FSDP2 post backward hook registration

lovanto · January 31, 2026, 8:24pm

Hi

In FSDP2 module’s post backward hook is registered through an autograd function which runs the hook when the gradients of the module’s inputs have been computed.

github.com/pytorch/pytorch

torch/distributed/fsdp/_fully_shard/_fsdp_param_group.py

efae01570


      
          @contextlib.contextmanager
          def use_training_state(self, training_state: TrainingState):
              old_training_state = self._training_state
              self._training_state = training_state
              try:
                  yield
              finally:
                  self._training_state = old_training_state
          
          # Hook Registration #
          def _register_post_backward_hook(
              self, args: tuple[Any, ...], kwargs: dict[str, Any]
          ) -> tuple[tuple[Any, ...], dict[str, Any]]:
              # Traceable FSDP2 relies on `root_post_backward_callback` to call each
              # `FSDPParamGroup.post_backward`
              if (not torch._dynamo.config.skip_fsdp_hooks) or compiled_autograd_enabled():
                  return args, kwargs
              if not torch.is_grad_enabled():
                  return args, kwargs
              # Collect all tensors that require gradients
              inp_tensors: list[torch.Tensor] = []

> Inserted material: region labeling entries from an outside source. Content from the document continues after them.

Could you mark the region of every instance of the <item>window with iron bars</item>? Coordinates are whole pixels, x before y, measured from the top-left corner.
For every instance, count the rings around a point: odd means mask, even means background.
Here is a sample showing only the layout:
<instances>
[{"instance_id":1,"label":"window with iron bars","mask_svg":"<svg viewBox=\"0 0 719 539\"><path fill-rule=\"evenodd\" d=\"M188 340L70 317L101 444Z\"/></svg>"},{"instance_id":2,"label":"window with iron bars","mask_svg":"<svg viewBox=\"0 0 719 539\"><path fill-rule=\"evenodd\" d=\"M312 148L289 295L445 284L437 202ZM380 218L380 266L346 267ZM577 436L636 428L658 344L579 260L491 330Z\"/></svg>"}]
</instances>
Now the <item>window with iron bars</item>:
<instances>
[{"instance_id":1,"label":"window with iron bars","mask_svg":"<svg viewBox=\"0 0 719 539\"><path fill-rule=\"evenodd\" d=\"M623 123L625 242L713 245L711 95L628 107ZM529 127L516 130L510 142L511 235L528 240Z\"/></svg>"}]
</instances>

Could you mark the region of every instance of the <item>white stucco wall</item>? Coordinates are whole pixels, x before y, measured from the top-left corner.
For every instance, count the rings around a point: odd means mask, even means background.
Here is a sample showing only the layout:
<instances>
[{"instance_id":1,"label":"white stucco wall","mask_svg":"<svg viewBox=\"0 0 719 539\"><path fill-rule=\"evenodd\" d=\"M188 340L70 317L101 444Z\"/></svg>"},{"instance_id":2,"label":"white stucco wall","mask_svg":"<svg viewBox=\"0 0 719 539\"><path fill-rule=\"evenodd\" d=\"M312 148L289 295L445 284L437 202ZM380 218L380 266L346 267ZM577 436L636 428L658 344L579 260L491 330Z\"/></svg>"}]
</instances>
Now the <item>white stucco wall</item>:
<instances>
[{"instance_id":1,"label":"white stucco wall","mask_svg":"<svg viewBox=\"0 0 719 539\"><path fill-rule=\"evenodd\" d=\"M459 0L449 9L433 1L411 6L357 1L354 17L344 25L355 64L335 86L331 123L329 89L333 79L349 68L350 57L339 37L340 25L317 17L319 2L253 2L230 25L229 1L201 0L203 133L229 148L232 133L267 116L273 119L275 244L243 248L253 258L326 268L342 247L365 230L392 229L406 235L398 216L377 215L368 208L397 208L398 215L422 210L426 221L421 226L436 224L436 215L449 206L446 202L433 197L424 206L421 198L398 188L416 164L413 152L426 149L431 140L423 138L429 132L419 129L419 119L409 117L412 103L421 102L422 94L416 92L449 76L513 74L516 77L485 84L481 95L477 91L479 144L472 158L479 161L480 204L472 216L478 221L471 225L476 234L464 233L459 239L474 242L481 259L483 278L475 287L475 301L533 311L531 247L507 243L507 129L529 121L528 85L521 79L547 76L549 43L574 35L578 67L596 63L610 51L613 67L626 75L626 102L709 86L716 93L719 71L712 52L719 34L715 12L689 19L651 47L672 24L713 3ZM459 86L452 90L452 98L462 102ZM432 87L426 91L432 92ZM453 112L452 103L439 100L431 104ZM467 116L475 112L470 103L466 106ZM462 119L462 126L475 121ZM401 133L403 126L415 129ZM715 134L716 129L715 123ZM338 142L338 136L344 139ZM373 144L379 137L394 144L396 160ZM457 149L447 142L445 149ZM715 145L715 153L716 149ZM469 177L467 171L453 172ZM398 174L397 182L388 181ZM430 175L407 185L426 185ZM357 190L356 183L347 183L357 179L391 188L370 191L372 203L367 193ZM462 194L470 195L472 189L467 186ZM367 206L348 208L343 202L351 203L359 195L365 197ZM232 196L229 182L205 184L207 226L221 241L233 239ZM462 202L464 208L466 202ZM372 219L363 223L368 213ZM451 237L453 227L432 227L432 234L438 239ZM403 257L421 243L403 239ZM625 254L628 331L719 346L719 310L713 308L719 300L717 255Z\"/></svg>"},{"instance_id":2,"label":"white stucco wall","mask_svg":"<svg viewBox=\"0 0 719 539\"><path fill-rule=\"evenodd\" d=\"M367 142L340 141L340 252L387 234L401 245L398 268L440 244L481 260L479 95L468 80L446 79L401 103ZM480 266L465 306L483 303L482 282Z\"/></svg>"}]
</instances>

But it seems like the hook assumes that at the moment it is run the gradients of the module’s weights have also been computed. Is it actually guaranteed that weight gradients are ready at the moment input gradients are? If yes, how so?

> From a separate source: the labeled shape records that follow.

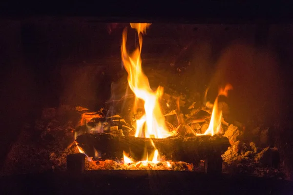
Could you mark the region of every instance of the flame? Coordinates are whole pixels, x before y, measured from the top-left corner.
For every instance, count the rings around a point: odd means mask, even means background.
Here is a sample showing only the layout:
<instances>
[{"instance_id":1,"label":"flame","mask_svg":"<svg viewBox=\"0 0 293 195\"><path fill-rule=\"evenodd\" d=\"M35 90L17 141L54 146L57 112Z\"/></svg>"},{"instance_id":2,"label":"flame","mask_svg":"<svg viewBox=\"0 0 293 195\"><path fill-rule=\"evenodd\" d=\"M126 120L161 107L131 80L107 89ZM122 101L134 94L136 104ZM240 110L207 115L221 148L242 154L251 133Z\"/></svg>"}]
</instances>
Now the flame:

ptrblck · January 31, 2026, 8:51pm

I would assume all gradients were computed and are ready if you are using a post_backward hook since the hook will be called after the backward call. Let me know if I misunderstood your question.

lovanto · January 31, 2026, 9:07pm

Well the hook is registered on the input tensors, but not the weights, so it’s not clear to me that at that point the weight gradients will be also computed and accumulated.

I don’t know much about the autograd engine, but it seems to me that it might be possible for it to be in a state when some part of the backward graph is already computed (which includes input tensor nodes in this case) but another part of the graph (which includes weight nodes) is not computed yet.